Ye Olde Photoshop: The Story of Self-Portrait 1

Photography is my go-to art medium. I think it’s because I’m able to visualize what I want a piece to look like, and working with standard art mediums (drawing, painting, etc) doesn’t work for my extremely limited attention span. I have a very hard time taking the time to let something not be finished for a while. Anyways, I found photography, and it instantly resonated with me, and not just because it was quick.

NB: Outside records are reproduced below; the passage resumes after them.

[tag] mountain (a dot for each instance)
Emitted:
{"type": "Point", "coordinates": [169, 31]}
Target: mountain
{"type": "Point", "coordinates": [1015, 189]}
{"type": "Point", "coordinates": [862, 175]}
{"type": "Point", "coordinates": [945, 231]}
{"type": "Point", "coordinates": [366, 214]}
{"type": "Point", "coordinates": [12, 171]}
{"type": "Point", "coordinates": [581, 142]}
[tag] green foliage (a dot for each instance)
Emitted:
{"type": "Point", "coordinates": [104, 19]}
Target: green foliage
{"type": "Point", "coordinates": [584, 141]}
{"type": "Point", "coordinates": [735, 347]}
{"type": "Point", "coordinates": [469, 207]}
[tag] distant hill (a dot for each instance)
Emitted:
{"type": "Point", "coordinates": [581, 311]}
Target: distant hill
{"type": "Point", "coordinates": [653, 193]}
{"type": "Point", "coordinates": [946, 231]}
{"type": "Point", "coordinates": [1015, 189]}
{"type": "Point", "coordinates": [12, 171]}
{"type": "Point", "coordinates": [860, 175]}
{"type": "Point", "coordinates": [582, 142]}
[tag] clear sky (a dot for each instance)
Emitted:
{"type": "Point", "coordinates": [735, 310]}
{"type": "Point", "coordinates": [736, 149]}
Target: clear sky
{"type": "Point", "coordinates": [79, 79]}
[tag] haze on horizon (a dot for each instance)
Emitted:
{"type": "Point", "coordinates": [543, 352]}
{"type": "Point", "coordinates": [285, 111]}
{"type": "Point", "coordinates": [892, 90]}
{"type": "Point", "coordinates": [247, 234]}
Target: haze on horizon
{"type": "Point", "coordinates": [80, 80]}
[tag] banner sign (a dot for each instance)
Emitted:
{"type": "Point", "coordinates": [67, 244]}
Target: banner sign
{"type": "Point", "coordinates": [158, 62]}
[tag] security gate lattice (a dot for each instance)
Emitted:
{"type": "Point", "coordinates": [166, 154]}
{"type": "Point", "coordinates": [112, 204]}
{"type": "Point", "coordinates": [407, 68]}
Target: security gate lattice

If I’m being honest, photography is not that quick. Black-and-white especially is time consuming. You have to:

  1. Take the film out of the roll and get it into a light-locked container that can still have liquids added to it. You do this in a small closet that is completely 100% pitch black.
  2. Carefully follow the procedure of science, which usually takes about a half-hour, to fix the image into the film.
  3. Let the film dry, since you just put a bunch of science juice on it.
  4. Look at the negatives and try to figure out which images will probably look good at full size.
  5. Give up and take a good guess.
  6. Go into the Dark Room. The Dark Room can have red light, since it doesn’t affect the photo paper, but it’s not that bright. Still pretty dark.
  7. Line up your negative in the enlarger.
  8. Take a good guess where the center of your image should be.
  9. Make a test strip to see how much light you need.
  10. Do different science juice to the test strip.
  11. Look at the test strip to see which light level is correct.
  12. Guess some more.
  13. Set the light level.
  14. Did you get it lined up correctly? Check again.
  15. Expose the paper.
  16. Re-do that second version of science juice, but to the entire image.
  17. Dry it out.
  18. Look at it.
  19. If it’s wrong, go back to step 5, 13, or 15, depending on what the problem is.

So yeah, it’s not just iPhone camera and go. It’s an amount of work, but if you do it right, it looks really nice. Here’s one of my better artistic pictures:

Blees_1.jpg
2015 (In Progress) by Daniel Blees

The contrast could be better on the jacket on the left, but you can see a lot of detail in the hair and the jacket on the right. And the background leaves a lot to the imagination without overtaking the image. You know, fancy art stuff like that. But I had other ideas.

I knew that Photoshop could be used to merge photos, but there had to have been a process for doing so with older technology. For one project, I looked up that technology, and put it into effect. This adds a few steps to the process. For example, you need two enlargers. Make sure you ask if anyone needs enlargers before you start commandeering the entire Dark Room. Then, when you go to make the full image, you have to expose just part of it (in this case, left or right half). You do this with the advanced technology of A Piece of Cardstock Held Over the Paper. Make sure you feather the edge; otherwise, you can get a hard line that doesn’t look good. Now, line up the halfway exposed image on the other enlarger, hope you lined it up right because you can’t do any tests now, and expose the other side. Complete the process as normal.